We are no longer isolated. Who could have imagined a tiny country like Greece could threaten the world’s economy? A similar interdependence holds true for today’s websites.
In the web’s early days, you hosted a site and all its applications on your own infrastructure which you fully controlled. Today’s web businesses are increasingly comprised of several outside sources that your company must depend on 24/7. Typically these outside sources consist of third-party components that are assembled by the browser. They can include functions like content delivery networks (CDN), advertising networks, video, newsfeeds, shopping carts, web analytics or ratings and review systems.
Just one poorly performing service can cause an entire application to slow down. We all remember the Amazon EC2 problems that wreaked havoc with thousands of websites this year. Similar problems have occurred with Microsoft Office 365 and Akamai, leaving many web businesses feeling helpless. If your website was using a service or application delivered by an affected supplier, it likely lost that capability, experienced a performance slowdown, or shut down entirely. Not good if that service was a checkout function directly linked to your revenue.

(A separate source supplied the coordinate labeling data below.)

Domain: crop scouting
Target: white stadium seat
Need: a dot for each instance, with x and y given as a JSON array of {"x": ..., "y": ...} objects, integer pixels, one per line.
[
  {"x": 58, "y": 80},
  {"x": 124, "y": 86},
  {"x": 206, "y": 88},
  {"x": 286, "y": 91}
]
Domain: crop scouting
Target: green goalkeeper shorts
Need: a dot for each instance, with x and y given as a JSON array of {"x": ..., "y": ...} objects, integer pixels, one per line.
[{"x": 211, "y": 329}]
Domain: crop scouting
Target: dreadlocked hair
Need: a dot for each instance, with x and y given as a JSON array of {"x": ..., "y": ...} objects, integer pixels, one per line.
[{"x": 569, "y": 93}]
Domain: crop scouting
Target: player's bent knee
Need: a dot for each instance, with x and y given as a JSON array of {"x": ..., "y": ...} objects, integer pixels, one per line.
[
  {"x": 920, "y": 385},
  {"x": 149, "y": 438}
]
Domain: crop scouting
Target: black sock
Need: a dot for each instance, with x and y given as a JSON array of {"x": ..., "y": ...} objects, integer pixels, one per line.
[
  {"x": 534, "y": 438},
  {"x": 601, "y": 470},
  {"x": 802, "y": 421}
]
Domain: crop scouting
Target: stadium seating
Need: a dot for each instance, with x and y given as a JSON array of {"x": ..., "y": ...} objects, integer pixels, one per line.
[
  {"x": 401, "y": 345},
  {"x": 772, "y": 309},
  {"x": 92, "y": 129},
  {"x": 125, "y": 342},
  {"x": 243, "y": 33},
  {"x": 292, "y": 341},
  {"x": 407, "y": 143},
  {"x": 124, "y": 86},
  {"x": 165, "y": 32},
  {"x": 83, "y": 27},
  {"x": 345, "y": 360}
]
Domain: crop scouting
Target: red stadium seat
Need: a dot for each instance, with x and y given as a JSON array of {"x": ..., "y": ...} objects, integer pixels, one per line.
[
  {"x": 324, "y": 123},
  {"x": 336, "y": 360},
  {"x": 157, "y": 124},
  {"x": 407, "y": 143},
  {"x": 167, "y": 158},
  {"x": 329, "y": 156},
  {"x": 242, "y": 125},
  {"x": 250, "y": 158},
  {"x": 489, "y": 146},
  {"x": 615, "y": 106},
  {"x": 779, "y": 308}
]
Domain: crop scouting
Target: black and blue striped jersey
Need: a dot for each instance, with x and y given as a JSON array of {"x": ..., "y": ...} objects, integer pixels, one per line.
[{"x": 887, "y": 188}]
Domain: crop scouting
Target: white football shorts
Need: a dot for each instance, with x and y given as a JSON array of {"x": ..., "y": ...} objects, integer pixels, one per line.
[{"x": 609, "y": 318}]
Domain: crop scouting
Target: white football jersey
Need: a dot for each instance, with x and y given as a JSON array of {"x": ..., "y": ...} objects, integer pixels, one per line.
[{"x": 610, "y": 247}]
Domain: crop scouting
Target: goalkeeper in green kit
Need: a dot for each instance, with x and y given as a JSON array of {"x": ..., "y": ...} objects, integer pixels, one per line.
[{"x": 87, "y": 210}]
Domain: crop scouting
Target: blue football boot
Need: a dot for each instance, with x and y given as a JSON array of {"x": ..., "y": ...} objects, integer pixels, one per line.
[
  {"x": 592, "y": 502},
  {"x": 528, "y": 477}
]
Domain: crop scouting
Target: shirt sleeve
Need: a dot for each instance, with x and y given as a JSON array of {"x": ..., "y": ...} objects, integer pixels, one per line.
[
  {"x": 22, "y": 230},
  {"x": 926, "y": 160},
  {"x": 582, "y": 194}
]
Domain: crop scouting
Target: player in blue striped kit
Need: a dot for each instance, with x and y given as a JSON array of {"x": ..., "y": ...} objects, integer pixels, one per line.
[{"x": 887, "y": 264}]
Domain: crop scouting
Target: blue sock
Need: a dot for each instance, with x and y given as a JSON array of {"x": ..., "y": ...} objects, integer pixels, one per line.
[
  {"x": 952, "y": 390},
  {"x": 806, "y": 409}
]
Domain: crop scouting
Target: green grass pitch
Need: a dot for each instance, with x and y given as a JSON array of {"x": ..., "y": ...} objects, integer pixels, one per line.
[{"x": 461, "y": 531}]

As most web businesses know, the average website visitor is increasingly impatient, with nearly a third of them abandoning a web page if it takes longer than five seconds to load. While you can optimise the performance of the application components you deliver, do you have a guarantee that five, 10 or more outside web services will do the same?
So how do you deal with the dark side of third-party content and services and take back control? Here at Compuware we have found that the best-performing companies follow these three core guidelines:
1. Choose third-party components wisely, within your set business goals
You have a vast and varied choice of outside services, so it’s easy to load up on many that don’t address your business objectives. Determine why a service is necessary and ask:
▪ How much revenue is it generating?
▪ How often does my audience use it?
▪ Does it offer a service level agreement (SLA) guaranteeing performance?
▪ Is the speed-to-market benefit greater than the downside risks?
2. Create a mitigation strategy
Outsourcing portions of your web business heightens the need for a backup plan. Start by benchmarking the response time and availability of the service prior to signing the contract. Test it prior to launch. With your proof of concept secured, devise a fast-fail program so if the service does crash, it doesn’t take down the entire page or site. For critical features like shopping carts, also consider redundant services.
3. Measure outside services from the end-user’s perspective under all conditions
Convinced that the system is solid at the core, you’re still not home free. Now you must test and monitor it from the most important perspective: your customer’s. This means ensuring users in all relevant geographies have a web experience on par with your site’s performance standards. Testing for peak load periods is also part of this process. Measuring performance from the end-user’s perspective is the only way to know if your customers are having problems.
The interdependency of the web will only accelerate as companies leverage more third-party services to connect with their customers. Making use of these services helps even the smallest web and mobile sites create a unique offering. Being aware of the risks and planning for them, will help you capture the upside and minimise the downside.